Zeitreisende berichten von fünf Holocausts
Die Philosophen und Aktivisten wählen krasse Methoden, um Aufmerksamkeit zu erzielen. Auch ihr Stück "2099" - die erste Begegnung des Zentrums mit dem Stadttheater und laut eigener Aussage auch vorerst die letzte - verstört. Weil es eine radikale Utopie formuliert. Vier Zeitreisende landen aus der Zukunft auf der Bühne des Dortmunder Schauspiels. Sie wissen, was im 21. Jahrhundert geschehen wird, mindestens fünf Völkermorde, sie sprechen von "Holocausts". Sie geben uns, die Möglichkeit die Verbrechen zu verhindern.
Der Abend ist offen und kommunikativ, hat manchmal Züge eines Happenings.
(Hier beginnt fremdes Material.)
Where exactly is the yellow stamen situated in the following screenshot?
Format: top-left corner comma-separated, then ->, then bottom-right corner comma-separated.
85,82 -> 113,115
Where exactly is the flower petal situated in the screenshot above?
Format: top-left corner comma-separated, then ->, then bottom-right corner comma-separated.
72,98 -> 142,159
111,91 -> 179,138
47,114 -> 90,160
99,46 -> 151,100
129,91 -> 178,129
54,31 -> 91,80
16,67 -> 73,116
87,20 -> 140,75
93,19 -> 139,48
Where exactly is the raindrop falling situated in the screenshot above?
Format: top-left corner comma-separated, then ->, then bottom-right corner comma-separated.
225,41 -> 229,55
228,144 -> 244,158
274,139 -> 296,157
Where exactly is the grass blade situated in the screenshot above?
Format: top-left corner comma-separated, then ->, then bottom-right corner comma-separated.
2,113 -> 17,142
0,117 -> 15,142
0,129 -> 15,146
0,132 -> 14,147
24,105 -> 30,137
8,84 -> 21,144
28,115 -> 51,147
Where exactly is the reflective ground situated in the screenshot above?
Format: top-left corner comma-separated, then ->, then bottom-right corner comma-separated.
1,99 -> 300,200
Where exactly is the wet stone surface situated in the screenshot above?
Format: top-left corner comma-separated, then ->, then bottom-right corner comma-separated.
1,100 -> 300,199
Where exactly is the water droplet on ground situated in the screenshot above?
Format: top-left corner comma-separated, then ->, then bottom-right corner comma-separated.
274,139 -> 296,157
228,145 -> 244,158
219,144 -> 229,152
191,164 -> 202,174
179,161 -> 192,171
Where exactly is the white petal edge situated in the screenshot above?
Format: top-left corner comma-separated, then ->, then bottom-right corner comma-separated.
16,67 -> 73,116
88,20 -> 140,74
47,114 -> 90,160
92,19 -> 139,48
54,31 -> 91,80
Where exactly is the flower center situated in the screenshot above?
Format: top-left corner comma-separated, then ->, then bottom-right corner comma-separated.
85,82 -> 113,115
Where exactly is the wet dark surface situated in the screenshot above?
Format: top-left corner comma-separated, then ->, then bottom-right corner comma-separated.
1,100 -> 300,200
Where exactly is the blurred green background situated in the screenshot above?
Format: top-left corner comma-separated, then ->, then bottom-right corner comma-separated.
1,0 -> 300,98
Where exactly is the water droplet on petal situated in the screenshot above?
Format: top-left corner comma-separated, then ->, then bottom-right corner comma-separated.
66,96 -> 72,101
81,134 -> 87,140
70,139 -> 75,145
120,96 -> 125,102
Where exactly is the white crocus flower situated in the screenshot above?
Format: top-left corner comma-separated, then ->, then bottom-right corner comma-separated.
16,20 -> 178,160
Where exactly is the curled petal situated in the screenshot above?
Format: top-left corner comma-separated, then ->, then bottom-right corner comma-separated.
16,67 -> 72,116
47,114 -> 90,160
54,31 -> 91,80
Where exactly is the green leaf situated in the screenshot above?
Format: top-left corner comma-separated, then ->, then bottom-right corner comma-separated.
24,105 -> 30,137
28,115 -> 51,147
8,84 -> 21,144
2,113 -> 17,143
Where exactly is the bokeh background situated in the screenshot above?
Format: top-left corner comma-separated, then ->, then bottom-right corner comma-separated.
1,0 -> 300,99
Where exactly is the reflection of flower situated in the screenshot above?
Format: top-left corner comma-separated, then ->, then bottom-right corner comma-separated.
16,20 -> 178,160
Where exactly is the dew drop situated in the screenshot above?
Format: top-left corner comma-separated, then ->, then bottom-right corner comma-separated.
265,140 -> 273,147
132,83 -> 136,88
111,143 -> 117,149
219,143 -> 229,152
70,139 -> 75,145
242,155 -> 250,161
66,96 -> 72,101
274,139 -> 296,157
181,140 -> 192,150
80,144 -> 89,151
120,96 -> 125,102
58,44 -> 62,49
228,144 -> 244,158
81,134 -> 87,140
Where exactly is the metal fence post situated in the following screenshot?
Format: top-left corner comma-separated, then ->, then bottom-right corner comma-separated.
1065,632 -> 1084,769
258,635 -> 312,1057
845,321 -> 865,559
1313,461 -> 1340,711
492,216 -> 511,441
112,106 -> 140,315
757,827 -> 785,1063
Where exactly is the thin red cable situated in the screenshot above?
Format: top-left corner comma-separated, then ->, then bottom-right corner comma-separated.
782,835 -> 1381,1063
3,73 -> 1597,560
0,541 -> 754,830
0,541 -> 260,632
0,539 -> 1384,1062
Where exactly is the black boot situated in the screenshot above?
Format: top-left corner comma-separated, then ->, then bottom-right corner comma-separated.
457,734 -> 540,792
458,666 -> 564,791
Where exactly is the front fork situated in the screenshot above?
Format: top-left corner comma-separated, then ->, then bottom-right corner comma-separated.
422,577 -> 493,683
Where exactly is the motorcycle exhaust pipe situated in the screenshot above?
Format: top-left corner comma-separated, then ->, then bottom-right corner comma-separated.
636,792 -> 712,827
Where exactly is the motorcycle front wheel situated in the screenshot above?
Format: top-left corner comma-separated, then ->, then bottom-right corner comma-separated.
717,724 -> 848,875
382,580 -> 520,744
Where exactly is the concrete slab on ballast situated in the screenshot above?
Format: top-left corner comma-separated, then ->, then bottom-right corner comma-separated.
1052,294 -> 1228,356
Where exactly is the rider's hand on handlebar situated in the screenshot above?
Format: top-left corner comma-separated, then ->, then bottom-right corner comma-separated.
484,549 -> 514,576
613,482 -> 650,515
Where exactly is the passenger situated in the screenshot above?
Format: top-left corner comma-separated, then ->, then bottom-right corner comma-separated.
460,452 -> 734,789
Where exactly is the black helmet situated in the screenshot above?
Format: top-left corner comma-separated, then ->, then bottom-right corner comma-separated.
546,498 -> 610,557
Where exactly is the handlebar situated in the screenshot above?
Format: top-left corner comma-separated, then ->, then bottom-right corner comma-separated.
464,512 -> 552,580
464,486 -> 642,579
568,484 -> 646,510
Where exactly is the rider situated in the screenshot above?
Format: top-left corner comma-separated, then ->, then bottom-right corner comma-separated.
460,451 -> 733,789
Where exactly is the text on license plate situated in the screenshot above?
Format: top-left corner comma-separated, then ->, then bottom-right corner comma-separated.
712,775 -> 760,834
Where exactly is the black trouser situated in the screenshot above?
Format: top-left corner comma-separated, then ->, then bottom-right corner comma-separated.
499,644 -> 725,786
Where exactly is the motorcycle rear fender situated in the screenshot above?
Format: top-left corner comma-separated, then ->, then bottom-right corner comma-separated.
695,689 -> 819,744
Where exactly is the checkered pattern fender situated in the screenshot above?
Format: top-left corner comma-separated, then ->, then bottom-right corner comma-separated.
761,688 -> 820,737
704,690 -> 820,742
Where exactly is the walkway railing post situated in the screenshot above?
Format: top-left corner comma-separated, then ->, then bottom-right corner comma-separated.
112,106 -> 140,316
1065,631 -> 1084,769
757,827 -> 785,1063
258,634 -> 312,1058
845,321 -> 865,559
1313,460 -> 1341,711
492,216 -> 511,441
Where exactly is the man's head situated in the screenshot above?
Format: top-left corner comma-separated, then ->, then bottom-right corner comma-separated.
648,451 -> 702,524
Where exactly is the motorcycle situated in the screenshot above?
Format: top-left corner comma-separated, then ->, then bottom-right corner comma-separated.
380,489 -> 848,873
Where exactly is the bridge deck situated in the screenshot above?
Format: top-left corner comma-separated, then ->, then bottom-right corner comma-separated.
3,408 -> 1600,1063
Da wird eine ältere Dame aus dem Publikum aus der zweiten Reihe auf die Bühne gewuchtet und mit einem Eid auf den Humanismus eingeschworen. Die - in Dortmund besonders große - Hilfsbereitschaft für die Flüchtlinge findet keine Gnade vor den Besuchern aus der Zukunft. Sie werfen Kleidung ins Publikum, behaupten, das seien Klamotten aus den Säcken, die am Hauptbahnhof abgegeben wurden. "Nehmt eure Almosen zurück!" rufen sie. Das verunsichert viele Besucher, die glauben, etwas Gutes getan zu haben. Das reicht aber nicht, lautet die Botschaft des Abends. Jeder muss mit der Waffe in der Hand dafür kämpfen, die Welt zu einem besseren Ort zu machen. "Nur der Sieg zählt", sagen die Performer.
"2099" ist ein 'work in progress'
Die Radikalität birgt natürlich Probleme. Wer soll die Kriege im Sinne des Humanismus führen, ohne eigene Interessen hineinzumischen? Und würde man unsere eurozentristische Weltsicht, die westlichen Werte dann nicht absolut setzen und überall auf der Welt den Menschen aufzwingen? "Frag mal die Syrer, was sie dazu meinen", antwortet Philipp Ruch vom Zentrum für politische Schönheit auf diese Frage nach der Vorstellung.
Auf die Drehbühne werden Bilder von zerschundenen Leichen projiziert. Die vier energiegeladenen Schauspieler (Björn Gabriel, Christoph Jöde, Bernd Kuschmann und Uwe Schmieder) rennen in Gegenrichtung, brüllen ihre Zweifel ins Publikum, nehmen wechselnde Standpunkte ein, kommen zu Erkenntnissen. "2099" ist keine dieser Theateraufführungen, die sich damit begnügt, Fragen zu stellen. Hier werden Antworten gegeben, an denen man sich reiben kann. Die Forderung, edel und humanistisch zu handeln, ist das, was mit "politischer Schönheit" gemeint ist. Ein Begriff, der man aus antiken Geschichtschreibungen kennt und heute fast vergessen hat.
Die Aufführung wird sich von Abend zu Abend verändern. "2099" ist ein 'work in progress', ein Wagnis, eine kraftvolle Reaktion auf die Verbrechen der Gegenwart und unsere hilflosen Reaktionen darauf.